Woop woop’ may be the sound of da police, but it’s also the rally cry of a new breed of Battlefield, as a lengthy multiplayer session at EA’s Guildford HQ confirms. Hardline is The Shield. It’s Miami Vice. It’s NYPD Blue. And it’s better than we thought.

Here Dead Space developer Visceral is spilling Battlefield onto the weird and wild streets of America for a good old cops vs robbers caper. The team meant to launch the game in October last year, but with two public betas under its belt the past months have been a learning experience. Take grappling hooks and zip-lines. “There are lots of different things that can go wrong when you’re trying to implement a grappling hook,” says lead multiplayer designer Thaddeus Sasser. “How many resources do you want to spend on something like rope physics?


That can be pretty performance expensive. Wouldn’t we rather have 64 players and a lot of customisation options on weapons and gadgets? Or do we want a full rope simulation?
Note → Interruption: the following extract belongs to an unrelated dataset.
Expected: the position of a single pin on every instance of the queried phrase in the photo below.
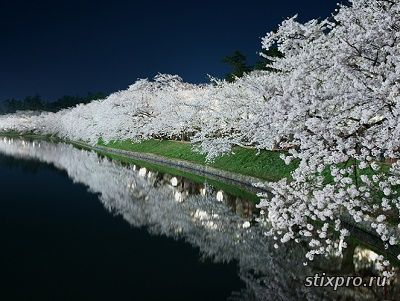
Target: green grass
(264, 165)
(231, 189)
So we had to make some hard choices.” No wonder they called it Hardline.

Cruel intentions
Thankfully we’ve reached the end of development, and the final figure is nine maps, seven modes, a solid seven-hour campaign, and a whole lot of mayhem. First we try the new and improved Heist. Here a team of crooks must break into a bank and make off with sacks of cash. Since sneaky beta players figured out cheap ways to win, Visceral has added a short defend loop where criminals must reach a drop-off point that’s randomly determined by whatever mood the AI helicopter pilot is in that day. It’s an effective if blatant twist on capture the flag, and full of unique instances. Like when the criminals slam the vault doors and buy themselves a few precious seconds. Or when a giant crystal chandelier crashes down on some dude’s head. Or when a sudden rooftop cave-in gives way to a fresh escape route. Despite the smaller scale, Hardline is packed with big moments.

Not too big, mind. “I think that in the cops and robbers fantasy you don’t really have a lot of rocket pods on helicopters. It doesn’t really match very well,” says Sasser. “Again it was one of the bits of feedback we had from the beta. We had heat-seekers and that felt outside the scope of the fantasy. Realistically is the LAPD going to respond with rocket pods in the heart of downtown Los Angeles?” No, Sasser, they are not. Still, with sheer eye-watering speed the core focus, it’s not like Hardline has morphed into The Wire. Smaller levels are more immediate to force quicker encounters, and there are fewer dogfights. Players snap into sights faster. Oh, and the UI is more efficient, now featuring a timer indicating when vehicles respawn, and a number next to each class to show how many teammates have chosen it. And Visceral doesn’t skimp on the gadgetry either. There are car bombs, mobile cameras, decoy noisemakers, and tasers.
“It’s full of unIque Instances, lIke when a gIant crystal chandelIer crashes down on some dude’s head”
That famous Battlefield environmental destruction makes its way into Hardline, but don’t call it levolution. “Our philosophy is that we like players to change the map, and the most interesting gameplay isn’t spectacle, it comes from the ability to open up a new route, or open up a line of sight. For example on the Growhouse map there’s a giant fuel tanker and if you blow it up it opens up an underground route in the back.”

A whole new world
Hollywood Heights is more about micro destruction: break through dry wall, ambush foes via makeshift peepholes. Dustbowl and Riptide lean more on nature’s wrath than man’s, with dust storms and hurricanes aplenty. Destruction isn’t necessarily about removing things from the environment; it’s about creating new opportunities.

These interactive levels come into play during Hotwire. Here teams must jack cars and joyride them for points think Conquest on wheels. Downtown feels purpose-built for it, a carved-out crisscross of Los Angeles with linking roads that give high-speed chases manic momentum. Funny things that happen during the game: a guy steals an oil tanker and prompts a movie-style multi-man pursuit; someone activates a row of bollards and stops a hurtling vehicle in its tracks; we take the lift up to a skyscraper and provide absolutely no benefit whatsoever (but it’s nice to know you can do that).

It took two betas and a car chase-worthy swerve off schedule for Hardline to know what it is, but now its identity is clear. And what is that? Well, despite the smaller scale and the recycling of some old ideas, it's the fastest, freshest Battlefield yet.